Since different diseases share identical risk factors, it is clear that an exclusive focus on associations between single risk factors and single outcomes will not unravel the unresolved issues of aetiology and individual prognosis of multifactorial diseases. Instead, research has to focus on the underlying mechanisms why individuals with similar (established) risk factors develop different diseases, i.e. the modification of the universal risk factors for multiple disorders.
Overall aim of the study:
Unravel the interaction between genetic and environmental factors in the development of multifactorial diseases, their concurrent development in individuals and their complications as a complex trait.
Primary objectives:
Which are the disease overriding risk factors which predict the development of a multifactorial disease during lifetime?
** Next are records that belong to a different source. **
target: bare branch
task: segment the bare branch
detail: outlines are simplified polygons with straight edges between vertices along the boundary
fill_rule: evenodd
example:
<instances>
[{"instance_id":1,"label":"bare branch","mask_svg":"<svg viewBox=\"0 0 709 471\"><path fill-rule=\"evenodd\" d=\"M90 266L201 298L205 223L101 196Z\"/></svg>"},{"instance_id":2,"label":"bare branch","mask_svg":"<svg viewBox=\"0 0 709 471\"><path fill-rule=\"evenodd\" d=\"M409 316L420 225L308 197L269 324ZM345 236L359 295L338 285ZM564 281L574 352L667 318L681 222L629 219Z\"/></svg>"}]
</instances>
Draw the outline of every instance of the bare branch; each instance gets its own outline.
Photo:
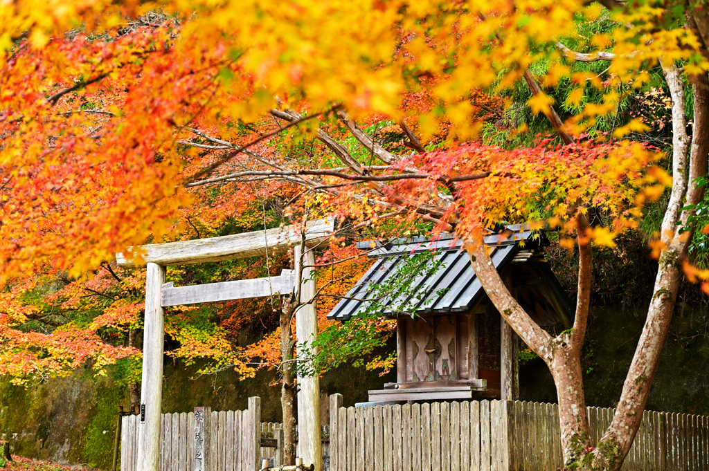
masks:
<instances>
[{"instance_id":1,"label":"bare branch","mask_svg":"<svg viewBox=\"0 0 709 471\"><path fill-rule=\"evenodd\" d=\"M414 135L413 132L408 128L408 126L403 120L399 123L399 127L401 128L404 134L406 135L406 137L408 137L408 141L405 141L404 145L418 151L419 154L423 154L426 152L426 149L421 145L421 142Z\"/></svg>"},{"instance_id":2,"label":"bare branch","mask_svg":"<svg viewBox=\"0 0 709 471\"><path fill-rule=\"evenodd\" d=\"M468 181L470 180L479 180L480 178L484 178L489 176L490 172L486 171L480 174L474 174L471 175L459 175L457 176L454 176L451 178L446 178L444 176L437 176L435 175L432 175L430 174L398 174L396 175L352 175L350 174L344 174L340 171L333 171L328 169L303 169L299 170L250 170L247 171L241 171L235 174L230 174L228 175L223 175L222 176L214 177L213 178L208 178L206 180L200 180L199 181L195 181L193 183L186 183L184 186L187 188L193 186L199 186L201 185L206 185L208 183L217 183L219 181L236 181L238 178L244 176L264 176L264 177L278 177L278 176L293 176L299 175L317 175L317 176L335 176L340 178L343 178L345 180L352 180L355 181L395 181L398 180L421 180L421 179L430 179L435 180L441 183L447 183L454 181Z\"/></svg>"},{"instance_id":3,"label":"bare branch","mask_svg":"<svg viewBox=\"0 0 709 471\"><path fill-rule=\"evenodd\" d=\"M393 164L401 159L401 157L394 155L382 147L374 141L373 137L368 136L367 133L359 129L357 123L350 118L350 115L345 110L337 111L337 117L340 118L340 120L350 130L350 132L381 161L385 164Z\"/></svg>"},{"instance_id":4,"label":"bare branch","mask_svg":"<svg viewBox=\"0 0 709 471\"><path fill-rule=\"evenodd\" d=\"M577 60L579 62L597 62L601 60L613 60L615 59L616 55L613 52L606 52L605 51L598 51L598 52L591 52L590 54L584 52L576 52L569 49L563 44L557 41L557 47L562 50L568 59L573 59L574 60ZM632 57L635 55L635 52L627 55L627 57Z\"/></svg>"},{"instance_id":5,"label":"bare branch","mask_svg":"<svg viewBox=\"0 0 709 471\"><path fill-rule=\"evenodd\" d=\"M258 144L259 142L262 142L262 141L263 141L263 140L264 140L266 139L268 139L269 137L272 137L273 136L275 136L275 135L277 135L278 134L280 134L281 132L282 132L283 131L284 131L284 130L286 130L287 129L293 127L296 125L300 124L301 123L303 123L303 122L307 121L308 120L312 120L312 119L313 119L315 118L317 118L318 116L320 116L320 115L322 115L323 113L328 113L330 111L336 110L338 108L340 108L340 105L335 105L334 106L333 106L333 107L331 107L331 108L328 108L328 109L327 109L327 110L325 110L324 111L321 111L320 113L313 113L312 115L308 115L307 116L300 116L298 118L293 119L288 124L286 124L286 125L285 125L284 126L281 126L278 129L277 129L277 130L275 130L274 131L272 131L271 132L268 132L268 133L264 134L264 135L263 135L262 136L259 136L259 137L255 139L254 140L251 141L248 144L244 144L242 146L240 146L240 147L235 149L233 152L229 152L228 154L226 154L225 155L223 155L223 156L219 157L219 159L218 159L216 162L214 162L213 164L211 164L211 165L208 165L208 166L202 169L201 170L200 170L199 171L198 171L196 174L195 174L194 175L193 175L191 176L191 178L189 178L188 181L194 181L197 178L200 178L200 177L201 177L201 176L204 176L204 175L206 175L207 174L211 173L212 171L214 171L215 169L216 169L220 165L222 165L223 164L224 164L225 162L226 162L230 159L232 159L233 157L235 157L238 154L240 154L241 152L242 152L243 151L245 151L246 149L247 149L247 148L249 148L249 147L250 147L252 146L254 146L254 145ZM194 130L193 130L191 132L194 132ZM227 143L225 141L222 141L220 143L223 144L225 144L225 145L230 145L228 143Z\"/></svg>"}]
</instances>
How are these universal risk factors modified, or what determines the effect of a universal risk factor in an individual? Specific research questions will focus on risk factors and modifiers (genetic, environmental and combined or complex factors) for single and multiple diseases. In addition to co-morbidity, LifeLines focuses on co-determinants. The primary endpoints include measures of ageing, metabolic and endocrine diseases, cardiology, renal diseases, pulmonary and musculoskeletal diseases, and psychopathology.
Secondary objectives:
Secondary aims include the assessment of the prevalence and incidence of multifactorial diseases and their risk factors in individuals as well as in families. The burden of disease for the society will be quantified in terms of care needed, and total costs of care.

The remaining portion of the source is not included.